I haven't forgotten these names and these people because I spent the sixties in a drug-addled daze; far from it -- I don't use drugs, and didn't even in those days. I just have a lousy memory.
I am curious about the past though. I am curious about the people I knew, and what happened to them. Are they married, did they have kids, are they grandparents yet? Have they been successful in life? Are any of them in jail? Are any of them no longer with us? I know that at least three of the kids I grew up with are dead, one in a car accident, two by suicide. I know that the first girl I ever kissed has had serious health problems, at least as of several years ago. Her cousin, a close friend of mine from those days told me so.

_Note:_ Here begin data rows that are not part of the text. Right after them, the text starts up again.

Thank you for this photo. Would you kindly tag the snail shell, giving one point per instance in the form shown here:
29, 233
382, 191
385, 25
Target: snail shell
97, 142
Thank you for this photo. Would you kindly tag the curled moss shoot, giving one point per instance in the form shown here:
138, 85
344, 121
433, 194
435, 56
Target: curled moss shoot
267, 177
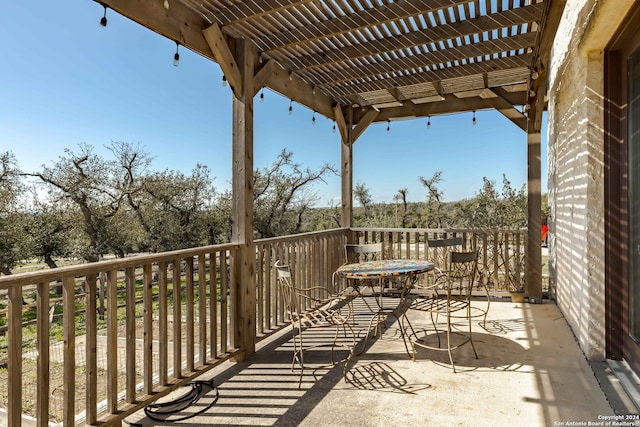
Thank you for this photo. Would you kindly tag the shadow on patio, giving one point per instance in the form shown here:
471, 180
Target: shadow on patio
530, 371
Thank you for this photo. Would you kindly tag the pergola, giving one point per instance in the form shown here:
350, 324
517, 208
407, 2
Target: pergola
358, 62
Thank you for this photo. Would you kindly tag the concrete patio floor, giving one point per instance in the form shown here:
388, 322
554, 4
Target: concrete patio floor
530, 372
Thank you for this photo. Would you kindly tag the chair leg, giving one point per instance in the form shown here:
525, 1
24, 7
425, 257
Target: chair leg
473, 346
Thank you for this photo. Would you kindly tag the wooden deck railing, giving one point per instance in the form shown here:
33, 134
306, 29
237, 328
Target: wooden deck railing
96, 342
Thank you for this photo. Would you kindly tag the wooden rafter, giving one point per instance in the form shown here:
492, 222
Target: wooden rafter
390, 55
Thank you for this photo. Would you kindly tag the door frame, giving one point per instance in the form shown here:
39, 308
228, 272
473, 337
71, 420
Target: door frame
619, 343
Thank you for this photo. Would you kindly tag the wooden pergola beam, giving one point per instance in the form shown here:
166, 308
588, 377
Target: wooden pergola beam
181, 25
224, 57
450, 104
494, 98
364, 123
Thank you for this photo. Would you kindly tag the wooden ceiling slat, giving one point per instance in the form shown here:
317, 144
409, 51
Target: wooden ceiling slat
349, 23
442, 74
427, 36
434, 58
404, 56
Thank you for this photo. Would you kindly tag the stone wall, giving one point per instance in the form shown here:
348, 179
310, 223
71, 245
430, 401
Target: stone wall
576, 166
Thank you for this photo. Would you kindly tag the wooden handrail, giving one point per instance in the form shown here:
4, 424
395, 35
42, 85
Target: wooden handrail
176, 306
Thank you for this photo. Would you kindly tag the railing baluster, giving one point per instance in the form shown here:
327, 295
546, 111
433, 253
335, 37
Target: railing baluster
112, 341
69, 350
213, 304
91, 372
177, 318
43, 384
163, 329
202, 309
223, 302
147, 301
260, 309
15, 357
189, 313
130, 333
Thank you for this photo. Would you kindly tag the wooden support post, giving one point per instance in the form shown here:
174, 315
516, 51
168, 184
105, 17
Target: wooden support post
533, 261
243, 258
14, 373
347, 171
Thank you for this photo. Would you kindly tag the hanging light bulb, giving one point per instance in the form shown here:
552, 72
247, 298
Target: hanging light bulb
176, 56
103, 20
535, 74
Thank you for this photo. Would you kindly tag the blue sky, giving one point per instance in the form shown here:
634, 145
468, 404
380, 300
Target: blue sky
67, 80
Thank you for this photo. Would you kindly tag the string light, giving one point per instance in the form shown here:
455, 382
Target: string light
176, 56
535, 74
103, 20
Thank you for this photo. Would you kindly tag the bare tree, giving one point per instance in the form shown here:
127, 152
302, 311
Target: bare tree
12, 236
434, 200
91, 183
281, 195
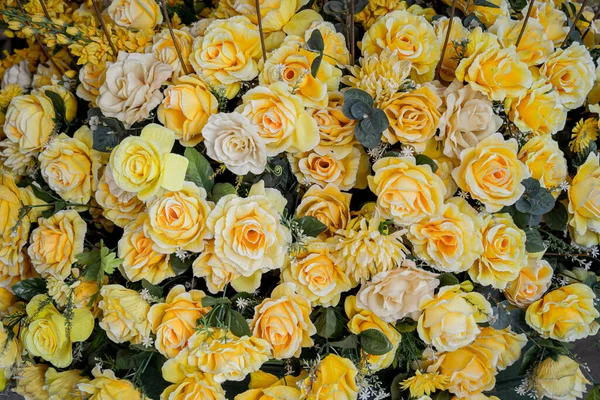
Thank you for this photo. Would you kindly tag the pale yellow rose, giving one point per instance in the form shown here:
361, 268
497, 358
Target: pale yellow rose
291, 63
335, 379
224, 355
346, 172
584, 202
533, 281
124, 314
227, 54
560, 379
186, 107
572, 73
451, 241
414, 117
234, 140
50, 335
177, 220
131, 87
470, 371
495, 72
316, 275
411, 35
118, 205
143, 164
468, 119
70, 166
135, 14
140, 259
281, 119
174, 321
395, 294
329, 205
503, 346
491, 172
56, 242
545, 161
106, 385
449, 319
406, 192
63, 385
504, 253
566, 314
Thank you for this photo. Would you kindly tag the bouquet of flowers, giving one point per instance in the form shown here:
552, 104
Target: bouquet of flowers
298, 199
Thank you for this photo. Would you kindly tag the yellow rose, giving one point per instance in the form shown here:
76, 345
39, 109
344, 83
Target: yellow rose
140, 259
566, 314
174, 321
491, 172
468, 119
50, 335
106, 385
31, 383
283, 321
449, 319
281, 119
135, 14
451, 241
124, 314
414, 117
118, 205
186, 108
470, 371
329, 205
572, 73
224, 355
495, 72
56, 242
63, 385
200, 386
346, 172
70, 166
504, 252
291, 63
504, 346
584, 202
143, 164
533, 281
412, 36
406, 192
227, 53
177, 220
560, 379
335, 379
545, 161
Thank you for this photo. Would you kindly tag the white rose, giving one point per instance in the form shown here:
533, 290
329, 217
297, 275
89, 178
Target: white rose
18, 75
233, 140
131, 88
395, 294
468, 119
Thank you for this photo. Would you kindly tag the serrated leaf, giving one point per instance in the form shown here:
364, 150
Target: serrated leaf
199, 170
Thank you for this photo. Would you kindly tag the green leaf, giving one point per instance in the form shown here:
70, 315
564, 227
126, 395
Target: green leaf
374, 342
199, 170
239, 326
311, 226
422, 159
29, 288
221, 190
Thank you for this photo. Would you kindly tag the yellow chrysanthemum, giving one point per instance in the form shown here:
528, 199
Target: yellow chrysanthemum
425, 383
584, 132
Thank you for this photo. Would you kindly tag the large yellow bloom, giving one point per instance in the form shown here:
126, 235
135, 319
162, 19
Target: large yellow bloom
566, 314
413, 38
50, 335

Why is it that as we grow older we tend to look back more? My childhood and my teen-aged years weren't perfect by any means. I had a loving family at home, but at school I was often that 'weird foreign kid.' I learned early on not to let name calling and bullying bother me. It might have been an education I could have done without, but it was still an education. It made me tough and resilient. It also taught me that hate is a waste of time and energy, and a surefire way never to achieve the peace of mind we all aspire to. The expression oft used in religious circles, "hate the sin, but love the sinner," comes to mind. I don't actually love the people who might have made my life difficult during those years, but I don't hate them either. I never have. They weren't then, nor are they now, worth the effort.
Over the years, there were some people who were very nice to me. Those are the people whose faces I see clearest in my mind's eye. In life, there are many fair-weather friends and very few true friends. True friends are worth their weight in gold.
I got to thinking about these things when a friend of mine from about thirty years ago invited me to become her 'friend' on FaceBook. I set up a free account at FaceBook and, at risk of possible embarrassment, have opened up more of myself for scrutiny there, just in case someone from the good ol' days wanders by and wants to re-connect.
Who would have thought, way back in the 1950's and 1960's, as I was growing up, that there would be this thing called the Internet that made it possible for people to find each other. I wonder what lies ahead for us in the next 50 years. Will there be a magic pill that will allow us to remember the names of everyone we have ever known? In 50 years, I will be over one hundred and eleven years old, so chances are I will need all the help I can get.